On social media it's also very noticeable that many of the lesbians who are associating with groups that are run by or encourage TQ+ are growing their hair and looking more traditionally feminine. Some of my short-haired, fleece-and-walking-boots friends are unrecognisable now. Long hair, make-up. I guess it's hard if you join a lesbian, bi and transwomen's group and realise you look more masculine than the males.

OP posts:
toastfairy · 14/06/2022 11:03

Belovedfool · 08/06/2022 09:14

Wait...straight people are describing themselves as queer now?
So it's no longer a taunt used to hurt gay people? Is it now a trendy label to show how "interesting" you are?

yeah it seems to have gone a bit like this, people were homosexual bisexual or heterosexual => then people were lesbian, gay men, Bi or straight, with a simple 1:1 correspondence between the categories. Some people were fighting to take over queer as a word they controlled rather than a word which was used to hurt them, then people started acting like there was a straight / queer divide and straight started to mean something more like vanilla/boring.

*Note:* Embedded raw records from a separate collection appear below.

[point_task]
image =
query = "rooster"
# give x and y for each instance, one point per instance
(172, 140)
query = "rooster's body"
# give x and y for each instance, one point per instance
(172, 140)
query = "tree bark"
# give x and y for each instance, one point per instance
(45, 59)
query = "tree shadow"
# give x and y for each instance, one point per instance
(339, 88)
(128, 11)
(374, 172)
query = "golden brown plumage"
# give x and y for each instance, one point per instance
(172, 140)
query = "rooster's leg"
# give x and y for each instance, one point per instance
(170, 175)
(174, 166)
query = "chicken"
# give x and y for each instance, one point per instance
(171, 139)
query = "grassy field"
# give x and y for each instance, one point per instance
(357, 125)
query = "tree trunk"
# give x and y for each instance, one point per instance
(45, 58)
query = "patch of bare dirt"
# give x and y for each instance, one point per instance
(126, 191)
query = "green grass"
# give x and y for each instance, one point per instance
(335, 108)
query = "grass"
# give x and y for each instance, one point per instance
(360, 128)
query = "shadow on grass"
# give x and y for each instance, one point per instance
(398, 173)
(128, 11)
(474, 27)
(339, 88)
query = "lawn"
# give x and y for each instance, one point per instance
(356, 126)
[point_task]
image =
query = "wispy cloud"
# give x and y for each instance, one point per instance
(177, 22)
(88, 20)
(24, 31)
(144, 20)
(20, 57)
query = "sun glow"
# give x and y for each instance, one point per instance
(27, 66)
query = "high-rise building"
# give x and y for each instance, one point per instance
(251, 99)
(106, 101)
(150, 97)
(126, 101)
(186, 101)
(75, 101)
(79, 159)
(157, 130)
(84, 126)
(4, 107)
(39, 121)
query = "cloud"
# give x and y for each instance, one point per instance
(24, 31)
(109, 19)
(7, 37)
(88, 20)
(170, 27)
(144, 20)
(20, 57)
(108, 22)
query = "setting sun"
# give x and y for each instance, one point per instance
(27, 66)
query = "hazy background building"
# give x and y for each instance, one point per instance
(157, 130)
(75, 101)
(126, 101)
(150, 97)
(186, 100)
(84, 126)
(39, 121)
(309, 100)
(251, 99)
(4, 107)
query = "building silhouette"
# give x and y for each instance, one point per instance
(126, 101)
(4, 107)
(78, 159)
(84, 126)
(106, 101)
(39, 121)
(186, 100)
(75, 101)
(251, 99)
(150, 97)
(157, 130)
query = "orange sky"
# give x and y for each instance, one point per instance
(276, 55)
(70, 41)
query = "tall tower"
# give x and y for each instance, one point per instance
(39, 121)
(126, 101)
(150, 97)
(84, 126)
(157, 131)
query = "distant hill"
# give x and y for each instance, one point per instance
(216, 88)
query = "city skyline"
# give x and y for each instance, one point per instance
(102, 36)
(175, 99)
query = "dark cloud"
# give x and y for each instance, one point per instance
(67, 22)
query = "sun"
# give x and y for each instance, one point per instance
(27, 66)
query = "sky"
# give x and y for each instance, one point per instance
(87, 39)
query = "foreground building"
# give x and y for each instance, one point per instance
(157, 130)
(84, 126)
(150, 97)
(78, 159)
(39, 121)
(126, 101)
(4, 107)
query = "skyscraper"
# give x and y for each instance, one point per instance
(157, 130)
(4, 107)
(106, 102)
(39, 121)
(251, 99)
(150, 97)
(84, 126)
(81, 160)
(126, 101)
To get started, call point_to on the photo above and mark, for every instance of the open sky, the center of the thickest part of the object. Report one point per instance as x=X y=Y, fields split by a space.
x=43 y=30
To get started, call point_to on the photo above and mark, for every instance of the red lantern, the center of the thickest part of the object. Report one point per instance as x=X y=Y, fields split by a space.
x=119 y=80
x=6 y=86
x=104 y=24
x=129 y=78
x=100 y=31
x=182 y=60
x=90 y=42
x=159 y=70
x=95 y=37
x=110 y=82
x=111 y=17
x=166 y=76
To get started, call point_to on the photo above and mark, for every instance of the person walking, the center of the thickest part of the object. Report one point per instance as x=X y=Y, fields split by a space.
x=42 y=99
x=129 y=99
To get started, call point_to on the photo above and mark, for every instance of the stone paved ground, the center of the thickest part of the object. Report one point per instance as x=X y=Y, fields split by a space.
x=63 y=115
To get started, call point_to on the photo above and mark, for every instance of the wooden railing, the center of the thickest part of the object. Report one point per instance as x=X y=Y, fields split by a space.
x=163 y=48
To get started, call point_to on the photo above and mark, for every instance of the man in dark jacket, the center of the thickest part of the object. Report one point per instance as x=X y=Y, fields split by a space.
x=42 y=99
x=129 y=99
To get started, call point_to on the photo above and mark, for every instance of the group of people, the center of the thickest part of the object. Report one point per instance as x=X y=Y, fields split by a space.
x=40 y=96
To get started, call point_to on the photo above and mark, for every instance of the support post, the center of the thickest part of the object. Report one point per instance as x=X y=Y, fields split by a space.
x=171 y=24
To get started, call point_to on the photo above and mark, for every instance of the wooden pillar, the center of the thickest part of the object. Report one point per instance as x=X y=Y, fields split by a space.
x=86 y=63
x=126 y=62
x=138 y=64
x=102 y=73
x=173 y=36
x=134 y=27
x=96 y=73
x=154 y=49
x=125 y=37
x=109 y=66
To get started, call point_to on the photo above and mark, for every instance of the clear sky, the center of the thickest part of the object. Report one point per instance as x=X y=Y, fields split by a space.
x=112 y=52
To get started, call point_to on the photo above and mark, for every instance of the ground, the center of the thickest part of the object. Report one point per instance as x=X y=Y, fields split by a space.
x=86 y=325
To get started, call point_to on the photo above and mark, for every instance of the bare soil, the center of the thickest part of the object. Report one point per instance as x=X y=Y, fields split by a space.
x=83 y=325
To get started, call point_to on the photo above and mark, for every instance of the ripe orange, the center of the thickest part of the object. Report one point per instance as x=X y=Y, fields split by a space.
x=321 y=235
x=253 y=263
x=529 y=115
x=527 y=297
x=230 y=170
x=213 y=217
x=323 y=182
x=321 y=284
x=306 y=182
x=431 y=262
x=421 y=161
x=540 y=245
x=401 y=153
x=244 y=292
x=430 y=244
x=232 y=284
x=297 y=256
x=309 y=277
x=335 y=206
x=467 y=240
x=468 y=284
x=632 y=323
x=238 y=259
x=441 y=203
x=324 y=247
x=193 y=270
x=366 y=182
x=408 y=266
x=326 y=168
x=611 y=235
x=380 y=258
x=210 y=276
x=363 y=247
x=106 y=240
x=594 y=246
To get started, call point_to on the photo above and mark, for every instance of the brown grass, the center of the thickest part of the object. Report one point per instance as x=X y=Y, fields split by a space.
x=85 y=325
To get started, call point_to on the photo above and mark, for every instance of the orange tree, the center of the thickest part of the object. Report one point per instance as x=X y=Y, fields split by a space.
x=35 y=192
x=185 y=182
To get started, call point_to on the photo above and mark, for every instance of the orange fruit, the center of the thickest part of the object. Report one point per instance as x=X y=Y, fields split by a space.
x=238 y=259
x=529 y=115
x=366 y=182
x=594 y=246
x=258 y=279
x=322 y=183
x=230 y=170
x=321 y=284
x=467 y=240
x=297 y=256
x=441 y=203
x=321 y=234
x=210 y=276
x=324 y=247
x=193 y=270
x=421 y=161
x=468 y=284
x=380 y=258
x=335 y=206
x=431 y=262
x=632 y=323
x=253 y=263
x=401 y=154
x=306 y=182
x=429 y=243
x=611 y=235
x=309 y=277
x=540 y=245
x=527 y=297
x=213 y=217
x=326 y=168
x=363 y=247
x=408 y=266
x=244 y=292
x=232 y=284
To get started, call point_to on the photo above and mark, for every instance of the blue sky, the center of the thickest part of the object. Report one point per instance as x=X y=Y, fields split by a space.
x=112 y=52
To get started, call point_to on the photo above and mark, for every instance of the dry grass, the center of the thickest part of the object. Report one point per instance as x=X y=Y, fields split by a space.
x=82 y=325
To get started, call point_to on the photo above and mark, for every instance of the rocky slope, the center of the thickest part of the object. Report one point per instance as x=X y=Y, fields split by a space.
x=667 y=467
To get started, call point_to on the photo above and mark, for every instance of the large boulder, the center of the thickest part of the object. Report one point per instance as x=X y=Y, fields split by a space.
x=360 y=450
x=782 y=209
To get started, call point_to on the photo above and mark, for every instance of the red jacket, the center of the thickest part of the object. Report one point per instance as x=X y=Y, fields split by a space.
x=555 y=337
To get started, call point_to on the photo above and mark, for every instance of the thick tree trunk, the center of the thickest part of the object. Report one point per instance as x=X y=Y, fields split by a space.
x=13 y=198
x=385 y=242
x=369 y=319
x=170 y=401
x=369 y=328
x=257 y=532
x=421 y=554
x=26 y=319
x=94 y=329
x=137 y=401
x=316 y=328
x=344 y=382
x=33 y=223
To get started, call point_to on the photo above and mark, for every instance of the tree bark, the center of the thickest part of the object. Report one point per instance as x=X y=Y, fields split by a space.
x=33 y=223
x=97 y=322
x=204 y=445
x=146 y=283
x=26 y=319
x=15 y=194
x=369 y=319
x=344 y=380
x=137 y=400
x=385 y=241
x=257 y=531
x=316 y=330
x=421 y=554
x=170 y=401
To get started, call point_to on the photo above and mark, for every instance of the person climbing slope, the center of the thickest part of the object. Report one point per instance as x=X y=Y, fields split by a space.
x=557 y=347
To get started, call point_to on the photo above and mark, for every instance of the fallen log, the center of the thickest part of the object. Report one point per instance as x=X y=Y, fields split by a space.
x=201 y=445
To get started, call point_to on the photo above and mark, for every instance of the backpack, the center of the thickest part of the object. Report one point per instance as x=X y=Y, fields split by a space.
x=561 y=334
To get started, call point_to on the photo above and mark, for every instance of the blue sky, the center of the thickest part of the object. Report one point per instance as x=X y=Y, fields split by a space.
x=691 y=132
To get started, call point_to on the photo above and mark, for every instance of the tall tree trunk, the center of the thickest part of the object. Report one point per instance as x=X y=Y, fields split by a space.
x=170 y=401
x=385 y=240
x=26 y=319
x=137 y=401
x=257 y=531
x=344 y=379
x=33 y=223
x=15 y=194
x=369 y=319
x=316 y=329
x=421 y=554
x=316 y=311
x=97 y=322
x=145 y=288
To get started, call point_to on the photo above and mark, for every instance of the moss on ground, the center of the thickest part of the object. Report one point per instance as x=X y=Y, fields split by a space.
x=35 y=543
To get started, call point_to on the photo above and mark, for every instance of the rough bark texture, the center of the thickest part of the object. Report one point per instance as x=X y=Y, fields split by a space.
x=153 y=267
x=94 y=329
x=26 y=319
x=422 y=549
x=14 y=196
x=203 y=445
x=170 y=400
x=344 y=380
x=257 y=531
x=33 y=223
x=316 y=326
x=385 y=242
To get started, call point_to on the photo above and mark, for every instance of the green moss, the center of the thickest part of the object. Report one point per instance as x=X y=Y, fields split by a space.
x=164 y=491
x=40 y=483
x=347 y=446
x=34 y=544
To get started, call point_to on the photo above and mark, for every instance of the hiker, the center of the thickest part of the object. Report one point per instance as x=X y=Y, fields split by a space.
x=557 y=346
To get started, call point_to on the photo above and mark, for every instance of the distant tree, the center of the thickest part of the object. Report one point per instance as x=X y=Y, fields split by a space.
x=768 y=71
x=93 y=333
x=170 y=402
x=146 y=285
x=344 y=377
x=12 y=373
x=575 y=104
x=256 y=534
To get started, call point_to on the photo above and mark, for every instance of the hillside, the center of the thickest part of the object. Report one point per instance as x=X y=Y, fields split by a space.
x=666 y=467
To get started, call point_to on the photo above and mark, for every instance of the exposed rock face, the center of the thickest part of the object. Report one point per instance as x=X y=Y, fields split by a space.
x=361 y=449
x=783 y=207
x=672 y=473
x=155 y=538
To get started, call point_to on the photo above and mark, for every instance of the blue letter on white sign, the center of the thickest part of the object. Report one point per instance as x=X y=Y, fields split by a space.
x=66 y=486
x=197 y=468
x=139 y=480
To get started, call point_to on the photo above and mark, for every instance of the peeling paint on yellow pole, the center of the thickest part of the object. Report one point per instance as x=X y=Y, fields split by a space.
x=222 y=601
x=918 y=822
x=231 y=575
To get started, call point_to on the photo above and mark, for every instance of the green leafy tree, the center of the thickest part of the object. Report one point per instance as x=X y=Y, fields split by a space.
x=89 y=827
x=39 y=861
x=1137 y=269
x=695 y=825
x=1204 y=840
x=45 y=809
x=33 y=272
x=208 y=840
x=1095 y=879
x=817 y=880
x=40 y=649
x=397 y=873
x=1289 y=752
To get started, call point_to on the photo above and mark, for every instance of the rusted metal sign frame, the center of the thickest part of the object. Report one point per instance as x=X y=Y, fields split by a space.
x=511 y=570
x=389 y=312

Ergo heterosexual men can be gnc lesbians if they want to be???? Queer remains a homophobic slur.

KittenKong · 14/06/2022 11:22

Watching the news last night there was a piece on Monkey Pox.

They explained how the vast majority (I think they said almost all) of those who have it in the U.K. are recorded as males who are homosexual, bisexual or ‘have sex with other men’ (eh, what?)and were killing themselves NOT to say - hang on a mo here, is there some link we ought to be looking into (no it’s not sexually transmitted)?

So no actual real information given.